OSDev.org

The Place to Start for Operating System Developers
It is currently Thu Mar 28, 2024 1:09 pm

All times are UTC - 6 hours




Post new topic Reply to topic  [ 5 posts ] 
Author Message
 Post subject: Calling C functions from MASM (x64)
PostPosted: Wed Feb 13, 2019 6:22 am 
Offline

Joined: Wed Oct 31, 2018 6:15 am
Posts: 18
I'm really confused as to how calling C functions from MASM works (Visual Studio) on x64...

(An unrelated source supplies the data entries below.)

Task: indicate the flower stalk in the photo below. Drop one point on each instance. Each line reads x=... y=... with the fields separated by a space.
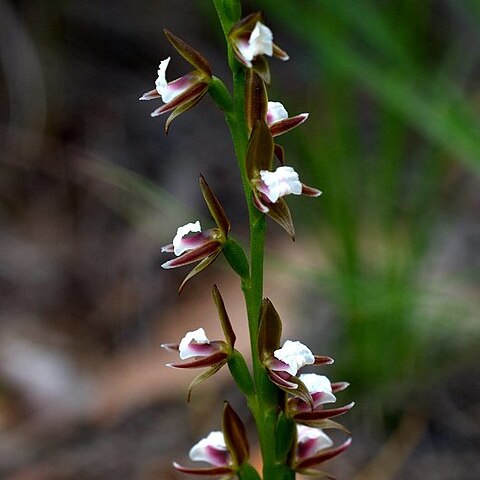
x=287 y=407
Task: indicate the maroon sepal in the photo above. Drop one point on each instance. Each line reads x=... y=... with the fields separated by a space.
x=246 y=25
x=198 y=89
x=279 y=53
x=198 y=268
x=323 y=360
x=260 y=150
x=322 y=456
x=262 y=68
x=318 y=474
x=325 y=424
x=182 y=109
x=192 y=56
x=202 y=362
x=270 y=330
x=339 y=386
x=256 y=101
x=192 y=256
x=224 y=319
x=215 y=208
x=204 y=376
x=284 y=383
x=280 y=154
x=280 y=212
x=235 y=436
x=323 y=413
x=284 y=126
x=257 y=201
x=204 y=471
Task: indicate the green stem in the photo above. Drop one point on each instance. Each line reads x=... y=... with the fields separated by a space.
x=268 y=399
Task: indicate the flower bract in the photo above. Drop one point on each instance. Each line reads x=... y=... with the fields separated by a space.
x=185 y=92
x=251 y=40
x=211 y=449
x=311 y=441
x=278 y=120
x=294 y=355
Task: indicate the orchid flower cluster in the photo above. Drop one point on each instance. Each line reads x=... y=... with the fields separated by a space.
x=289 y=409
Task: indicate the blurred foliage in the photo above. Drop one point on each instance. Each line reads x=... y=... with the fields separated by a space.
x=394 y=128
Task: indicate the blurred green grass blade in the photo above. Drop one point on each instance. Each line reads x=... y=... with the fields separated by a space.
x=432 y=107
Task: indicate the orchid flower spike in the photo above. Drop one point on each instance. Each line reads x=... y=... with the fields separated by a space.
x=191 y=244
x=213 y=450
x=278 y=120
x=225 y=450
x=197 y=346
x=269 y=187
x=185 y=92
x=314 y=447
x=322 y=392
x=251 y=40
x=282 y=364
x=200 y=352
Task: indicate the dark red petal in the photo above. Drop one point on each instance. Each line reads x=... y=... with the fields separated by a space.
x=284 y=126
x=167 y=248
x=270 y=331
x=194 y=255
x=310 y=191
x=280 y=212
x=279 y=53
x=203 y=471
x=323 y=360
x=196 y=90
x=224 y=319
x=235 y=435
x=150 y=95
x=201 y=362
x=279 y=153
x=192 y=56
x=171 y=347
x=323 y=456
x=281 y=382
x=323 y=413
x=258 y=202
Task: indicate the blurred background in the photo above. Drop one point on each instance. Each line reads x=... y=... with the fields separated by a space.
x=384 y=275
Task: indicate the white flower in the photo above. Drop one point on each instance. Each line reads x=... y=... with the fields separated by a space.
x=311 y=441
x=197 y=337
x=276 y=112
x=180 y=245
x=283 y=181
x=259 y=43
x=169 y=91
x=211 y=449
x=318 y=384
x=295 y=354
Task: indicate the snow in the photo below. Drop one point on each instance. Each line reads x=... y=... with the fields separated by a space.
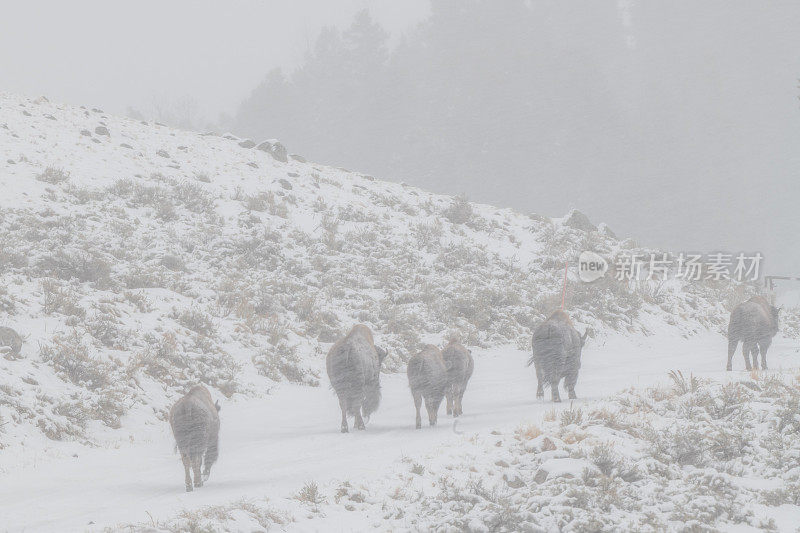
x=271 y=446
x=209 y=269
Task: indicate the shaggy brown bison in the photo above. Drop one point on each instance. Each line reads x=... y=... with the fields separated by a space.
x=557 y=347
x=195 y=424
x=753 y=322
x=427 y=378
x=354 y=368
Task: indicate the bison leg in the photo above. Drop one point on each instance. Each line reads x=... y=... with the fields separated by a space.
x=418 y=405
x=197 y=463
x=187 y=465
x=540 y=379
x=747 y=347
x=432 y=405
x=359 y=422
x=731 y=350
x=457 y=410
x=554 y=391
x=764 y=344
x=450 y=402
x=569 y=383
x=343 y=406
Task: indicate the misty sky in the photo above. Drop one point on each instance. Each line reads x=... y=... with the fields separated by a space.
x=717 y=158
x=119 y=54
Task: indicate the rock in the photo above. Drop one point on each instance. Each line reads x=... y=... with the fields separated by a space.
x=274 y=148
x=566 y=468
x=515 y=482
x=10 y=342
x=605 y=230
x=577 y=220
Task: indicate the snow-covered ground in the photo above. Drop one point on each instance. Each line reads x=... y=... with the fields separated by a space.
x=138 y=260
x=271 y=447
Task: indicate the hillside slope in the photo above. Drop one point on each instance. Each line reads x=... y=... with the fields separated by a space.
x=136 y=259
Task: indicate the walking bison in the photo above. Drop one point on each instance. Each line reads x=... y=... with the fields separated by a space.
x=195 y=424
x=460 y=365
x=10 y=342
x=753 y=322
x=428 y=380
x=557 y=347
x=354 y=369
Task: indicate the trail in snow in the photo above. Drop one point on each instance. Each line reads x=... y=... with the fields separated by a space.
x=271 y=446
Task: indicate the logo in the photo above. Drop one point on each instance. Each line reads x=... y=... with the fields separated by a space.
x=591 y=266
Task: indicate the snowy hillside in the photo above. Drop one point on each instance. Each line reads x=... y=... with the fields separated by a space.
x=137 y=260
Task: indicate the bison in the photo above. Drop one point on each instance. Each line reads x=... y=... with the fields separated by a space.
x=195 y=424
x=460 y=365
x=427 y=378
x=10 y=342
x=753 y=322
x=354 y=368
x=557 y=347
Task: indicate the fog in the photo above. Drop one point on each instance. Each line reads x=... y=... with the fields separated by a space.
x=677 y=123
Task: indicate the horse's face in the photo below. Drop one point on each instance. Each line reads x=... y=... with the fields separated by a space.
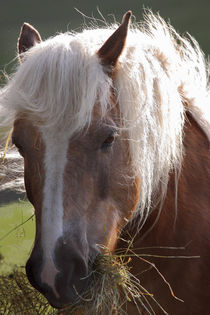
x=82 y=195
x=82 y=190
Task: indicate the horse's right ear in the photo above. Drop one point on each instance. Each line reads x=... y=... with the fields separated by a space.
x=29 y=36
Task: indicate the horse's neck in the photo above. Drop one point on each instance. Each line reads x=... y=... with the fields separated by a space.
x=187 y=197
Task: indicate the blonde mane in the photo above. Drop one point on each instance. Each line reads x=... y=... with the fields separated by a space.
x=160 y=75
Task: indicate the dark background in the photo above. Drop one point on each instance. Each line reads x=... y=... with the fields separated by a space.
x=51 y=16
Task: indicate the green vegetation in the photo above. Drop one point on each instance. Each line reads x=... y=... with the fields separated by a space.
x=16 y=234
x=51 y=16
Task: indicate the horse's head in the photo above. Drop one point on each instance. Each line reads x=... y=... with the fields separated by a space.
x=81 y=186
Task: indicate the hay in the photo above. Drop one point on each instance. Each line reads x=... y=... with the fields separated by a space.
x=111 y=287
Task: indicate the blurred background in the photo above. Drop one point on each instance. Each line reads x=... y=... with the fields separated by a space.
x=52 y=16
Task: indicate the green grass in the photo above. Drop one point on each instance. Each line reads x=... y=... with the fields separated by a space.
x=16 y=237
x=51 y=16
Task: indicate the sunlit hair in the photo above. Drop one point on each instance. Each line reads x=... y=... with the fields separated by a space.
x=159 y=75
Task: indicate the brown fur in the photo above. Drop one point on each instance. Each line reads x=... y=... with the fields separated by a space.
x=100 y=195
x=189 y=228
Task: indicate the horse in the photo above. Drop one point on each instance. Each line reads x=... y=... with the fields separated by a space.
x=113 y=126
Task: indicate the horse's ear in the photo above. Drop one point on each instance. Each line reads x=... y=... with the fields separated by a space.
x=29 y=36
x=113 y=47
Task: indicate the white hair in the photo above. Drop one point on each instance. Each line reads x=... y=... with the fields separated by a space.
x=160 y=74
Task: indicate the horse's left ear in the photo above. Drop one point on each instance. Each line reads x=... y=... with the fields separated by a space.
x=113 y=47
x=29 y=36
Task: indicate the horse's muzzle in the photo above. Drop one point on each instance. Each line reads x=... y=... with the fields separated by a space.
x=70 y=280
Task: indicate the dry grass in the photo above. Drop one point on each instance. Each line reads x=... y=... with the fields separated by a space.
x=111 y=287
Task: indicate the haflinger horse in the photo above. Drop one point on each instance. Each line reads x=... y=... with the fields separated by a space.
x=113 y=127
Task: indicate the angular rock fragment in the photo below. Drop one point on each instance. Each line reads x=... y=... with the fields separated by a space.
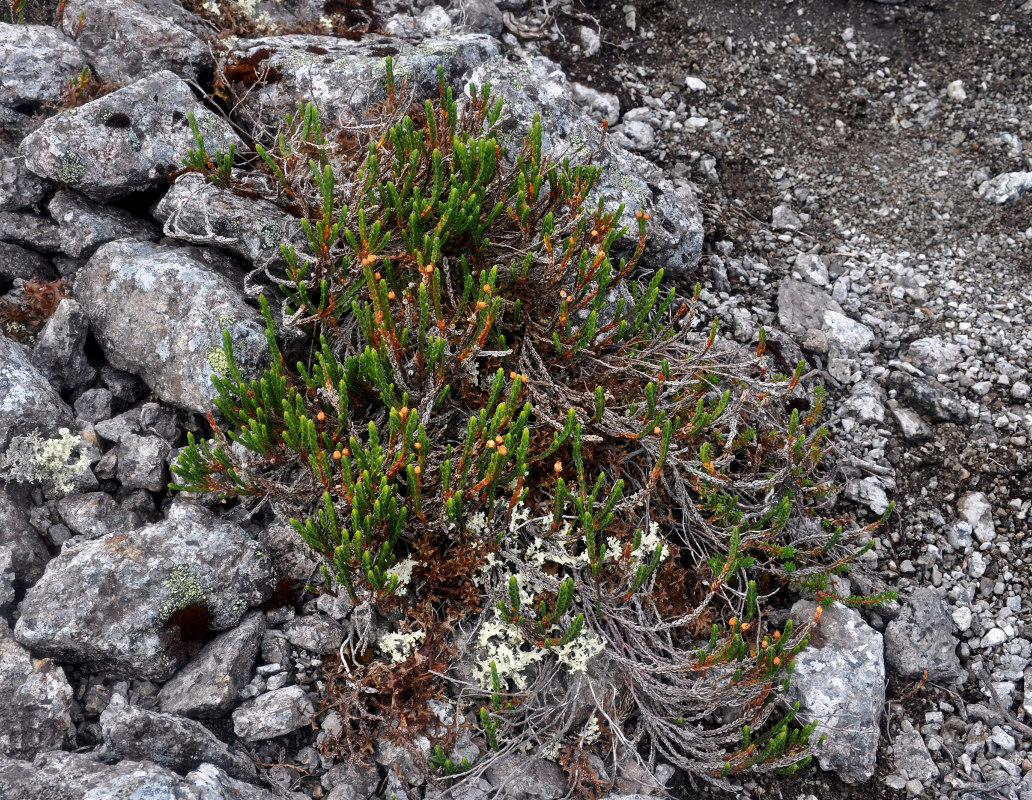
x=124 y=41
x=160 y=311
x=271 y=714
x=921 y=638
x=198 y=212
x=29 y=554
x=60 y=348
x=133 y=603
x=928 y=396
x=84 y=225
x=29 y=230
x=124 y=141
x=802 y=307
x=35 y=702
x=166 y=739
x=839 y=679
x=94 y=514
x=17 y=262
x=143 y=462
x=20 y=188
x=207 y=685
x=27 y=401
x=38 y=62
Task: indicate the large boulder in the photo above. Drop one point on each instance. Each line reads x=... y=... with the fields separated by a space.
x=124 y=141
x=133 y=604
x=20 y=188
x=38 y=62
x=124 y=41
x=35 y=702
x=159 y=312
x=29 y=553
x=840 y=680
x=28 y=402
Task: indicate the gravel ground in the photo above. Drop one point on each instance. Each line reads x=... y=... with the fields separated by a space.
x=869 y=135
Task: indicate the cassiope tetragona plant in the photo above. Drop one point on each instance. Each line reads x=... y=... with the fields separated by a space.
x=497 y=425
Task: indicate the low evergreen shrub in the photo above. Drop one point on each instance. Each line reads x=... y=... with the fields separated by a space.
x=514 y=453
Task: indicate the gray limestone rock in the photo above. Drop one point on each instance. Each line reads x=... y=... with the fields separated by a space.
x=94 y=514
x=143 y=462
x=974 y=508
x=928 y=396
x=59 y=775
x=29 y=230
x=124 y=141
x=172 y=741
x=160 y=311
x=911 y=426
x=93 y=406
x=27 y=401
x=538 y=86
x=18 y=262
x=273 y=713
x=910 y=756
x=868 y=491
x=1006 y=187
x=802 y=307
x=124 y=41
x=783 y=218
x=29 y=553
x=812 y=267
x=85 y=225
x=867 y=402
x=207 y=685
x=60 y=349
x=149 y=418
x=839 y=679
x=527 y=777
x=200 y=213
x=345 y=77
x=38 y=61
x=35 y=702
x=921 y=638
x=316 y=634
x=20 y=188
x=934 y=356
x=119 y=603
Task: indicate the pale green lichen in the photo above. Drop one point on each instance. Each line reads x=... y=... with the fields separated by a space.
x=216 y=358
x=184 y=589
x=52 y=462
x=72 y=168
x=215 y=355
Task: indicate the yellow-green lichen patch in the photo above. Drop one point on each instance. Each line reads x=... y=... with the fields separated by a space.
x=184 y=589
x=72 y=168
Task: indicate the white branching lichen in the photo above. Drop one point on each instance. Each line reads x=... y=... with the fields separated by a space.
x=398 y=647
x=52 y=462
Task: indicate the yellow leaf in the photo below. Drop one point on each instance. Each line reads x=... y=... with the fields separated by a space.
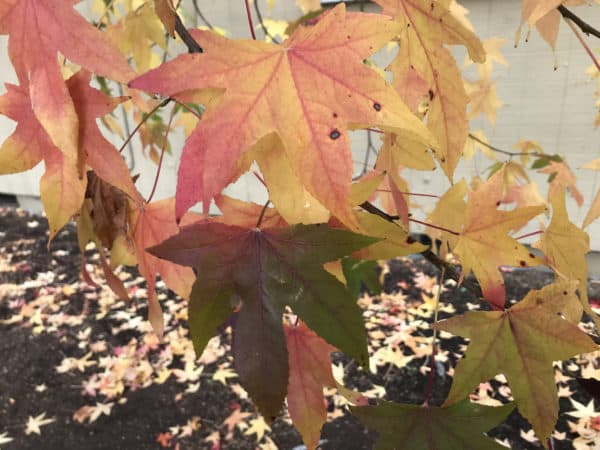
x=394 y=241
x=424 y=33
x=166 y=13
x=477 y=141
x=484 y=243
x=483 y=99
x=449 y=213
x=521 y=342
x=526 y=146
x=562 y=178
x=309 y=5
x=492 y=54
x=565 y=245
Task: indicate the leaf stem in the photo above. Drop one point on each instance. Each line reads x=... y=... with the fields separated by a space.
x=533 y=233
x=416 y=194
x=162 y=154
x=142 y=122
x=429 y=389
x=584 y=26
x=451 y=271
x=202 y=16
x=262 y=214
x=250 y=24
x=437 y=227
x=504 y=152
x=262 y=24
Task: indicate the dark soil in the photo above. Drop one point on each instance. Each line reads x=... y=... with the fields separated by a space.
x=30 y=360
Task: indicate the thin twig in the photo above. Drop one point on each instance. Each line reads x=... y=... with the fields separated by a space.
x=450 y=269
x=202 y=17
x=127 y=131
x=437 y=227
x=533 y=233
x=416 y=194
x=262 y=214
x=142 y=122
x=583 y=26
x=429 y=389
x=587 y=49
x=365 y=163
x=250 y=24
x=504 y=152
x=262 y=24
x=162 y=154
x=186 y=37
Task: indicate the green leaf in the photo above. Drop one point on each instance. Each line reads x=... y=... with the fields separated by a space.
x=359 y=272
x=412 y=427
x=267 y=270
x=522 y=343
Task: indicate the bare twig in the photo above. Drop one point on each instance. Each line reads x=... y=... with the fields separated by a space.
x=250 y=24
x=186 y=37
x=504 y=152
x=429 y=389
x=262 y=24
x=201 y=15
x=262 y=214
x=162 y=154
x=583 y=26
x=586 y=47
x=449 y=269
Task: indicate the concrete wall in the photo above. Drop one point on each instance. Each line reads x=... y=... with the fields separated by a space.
x=555 y=108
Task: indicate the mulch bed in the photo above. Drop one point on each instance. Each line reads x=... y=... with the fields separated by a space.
x=82 y=370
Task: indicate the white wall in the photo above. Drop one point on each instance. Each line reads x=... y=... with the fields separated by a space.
x=555 y=108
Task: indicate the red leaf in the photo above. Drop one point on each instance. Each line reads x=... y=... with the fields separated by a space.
x=310 y=370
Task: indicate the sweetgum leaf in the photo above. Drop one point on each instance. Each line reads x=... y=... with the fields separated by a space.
x=310 y=371
x=57 y=27
x=358 y=272
x=412 y=427
x=520 y=342
x=267 y=270
x=309 y=91
x=424 y=58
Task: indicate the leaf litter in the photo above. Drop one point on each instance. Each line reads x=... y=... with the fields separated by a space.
x=109 y=382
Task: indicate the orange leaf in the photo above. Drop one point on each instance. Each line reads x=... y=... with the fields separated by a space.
x=484 y=243
x=57 y=28
x=565 y=245
x=318 y=74
x=426 y=27
x=310 y=371
x=521 y=342
x=562 y=177
x=166 y=13
x=152 y=224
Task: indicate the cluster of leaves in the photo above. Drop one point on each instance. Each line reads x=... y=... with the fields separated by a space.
x=288 y=107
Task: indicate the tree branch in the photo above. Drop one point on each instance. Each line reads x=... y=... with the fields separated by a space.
x=583 y=26
x=450 y=269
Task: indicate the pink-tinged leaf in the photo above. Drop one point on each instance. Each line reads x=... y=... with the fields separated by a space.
x=310 y=371
x=62 y=189
x=152 y=224
x=320 y=77
x=94 y=149
x=38 y=29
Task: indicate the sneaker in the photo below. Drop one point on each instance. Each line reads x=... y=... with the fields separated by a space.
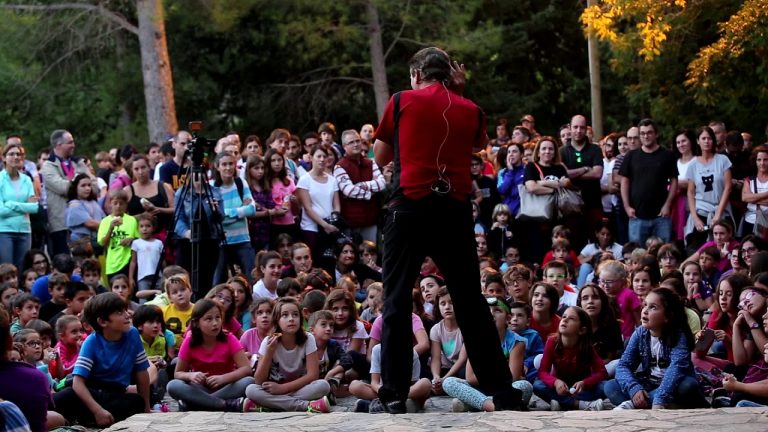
x=458 y=406
x=411 y=406
x=234 y=405
x=554 y=405
x=319 y=406
x=537 y=404
x=627 y=404
x=251 y=406
x=362 y=405
x=595 y=405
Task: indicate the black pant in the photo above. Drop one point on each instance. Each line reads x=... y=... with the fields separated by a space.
x=120 y=405
x=209 y=251
x=441 y=228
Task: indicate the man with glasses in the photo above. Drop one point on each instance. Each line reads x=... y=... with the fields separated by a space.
x=60 y=168
x=172 y=171
x=359 y=180
x=648 y=186
x=584 y=162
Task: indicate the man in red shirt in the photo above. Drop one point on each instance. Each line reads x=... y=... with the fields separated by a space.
x=430 y=133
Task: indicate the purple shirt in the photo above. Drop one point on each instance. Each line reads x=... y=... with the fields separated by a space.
x=33 y=397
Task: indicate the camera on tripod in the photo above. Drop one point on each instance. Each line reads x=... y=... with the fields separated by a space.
x=198 y=147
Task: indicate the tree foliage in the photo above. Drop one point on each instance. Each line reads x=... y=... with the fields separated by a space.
x=688 y=61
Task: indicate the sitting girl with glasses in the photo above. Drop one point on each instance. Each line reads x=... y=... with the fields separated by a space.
x=224 y=296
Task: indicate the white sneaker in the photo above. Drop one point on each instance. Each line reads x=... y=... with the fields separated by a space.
x=554 y=405
x=595 y=405
x=627 y=404
x=458 y=406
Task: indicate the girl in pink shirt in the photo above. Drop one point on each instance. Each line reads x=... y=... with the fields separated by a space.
x=613 y=280
x=213 y=371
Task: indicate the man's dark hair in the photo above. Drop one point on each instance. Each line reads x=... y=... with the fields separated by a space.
x=57 y=137
x=310 y=135
x=101 y=307
x=167 y=149
x=64 y=263
x=73 y=288
x=648 y=122
x=734 y=139
x=434 y=64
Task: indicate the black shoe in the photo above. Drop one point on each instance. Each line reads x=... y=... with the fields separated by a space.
x=234 y=405
x=376 y=407
x=362 y=405
x=721 y=402
x=507 y=400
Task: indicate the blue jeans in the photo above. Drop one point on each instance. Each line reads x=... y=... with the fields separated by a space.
x=641 y=229
x=241 y=254
x=548 y=393
x=687 y=394
x=13 y=246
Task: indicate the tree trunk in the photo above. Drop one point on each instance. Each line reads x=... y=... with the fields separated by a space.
x=378 y=63
x=156 y=70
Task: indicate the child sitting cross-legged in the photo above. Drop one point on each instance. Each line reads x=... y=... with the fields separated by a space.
x=212 y=372
x=368 y=394
x=571 y=374
x=110 y=359
x=513 y=346
x=288 y=370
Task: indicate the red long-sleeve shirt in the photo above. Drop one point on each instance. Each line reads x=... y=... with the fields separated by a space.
x=568 y=368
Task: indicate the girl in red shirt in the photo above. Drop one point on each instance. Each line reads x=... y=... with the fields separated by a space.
x=572 y=373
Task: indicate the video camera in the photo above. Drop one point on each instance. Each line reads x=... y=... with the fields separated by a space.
x=198 y=147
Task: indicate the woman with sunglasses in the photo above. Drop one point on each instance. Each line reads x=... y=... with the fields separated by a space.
x=17 y=201
x=748 y=330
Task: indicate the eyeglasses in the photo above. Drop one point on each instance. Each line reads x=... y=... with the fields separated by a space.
x=494 y=301
x=224 y=299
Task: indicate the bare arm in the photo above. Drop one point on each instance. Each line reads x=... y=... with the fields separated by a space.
x=383 y=153
x=422 y=342
x=726 y=194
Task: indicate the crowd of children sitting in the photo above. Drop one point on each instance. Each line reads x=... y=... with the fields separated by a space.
x=637 y=328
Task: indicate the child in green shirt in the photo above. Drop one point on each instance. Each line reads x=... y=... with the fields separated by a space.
x=116 y=233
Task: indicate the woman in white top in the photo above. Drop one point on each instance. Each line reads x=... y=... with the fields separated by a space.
x=686 y=150
x=610 y=148
x=709 y=185
x=755 y=190
x=318 y=194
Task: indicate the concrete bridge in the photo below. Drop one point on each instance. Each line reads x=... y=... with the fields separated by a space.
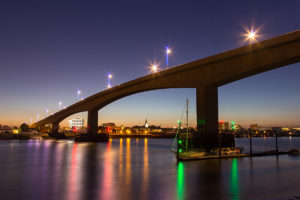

I have a function I've written in C called 'printf'. If I do the following in MASM, my RSP is changed..
Code:
move rcx, format_str
move rdx, argument
call printf


I read on the Microsoft website that the caller should allocate space for 4 qwords (shadow space for the 4 param registers). Well then, I assumed this meant I had to do this:
Code:
move rcx, format_str
move rdx, argument
sub rsp, 32
call printf


However, this also modifies my RSP. So, I thought I maybe have to also clean up the stack after the call and this worked:
Code:
move rcx, format_str
move rdx, argument
sub rsp, 32
call printf
add rsp, 32


My question would be: is this last code snippet the RIGHT way of calling a C function from assembly in x64??
EDIT: Also, if this is indeed the right way, how would it go for functions with more than 4 parameters? Would I have to allocate the shadow space before pushing the params or after?


Top
 Profile  
 
 Post subject: Re: Calling C functions from MASM (x64)
PostPosted: Thu Feb 14, 2019 7:12 am 
Offline

Joined: Mon Nov 26, 2018 9:14 am
Posts: 8
PhantomR wrote:
I read on the Microsoft website that the caller should allocate space for 4 qwords (shadow space for the 4 param registers).


I believe you are refeering to SEH (Structured Exception Handling). This type of alignment is done, usually, at the beginning of your code (main()), not at each libc/api function call.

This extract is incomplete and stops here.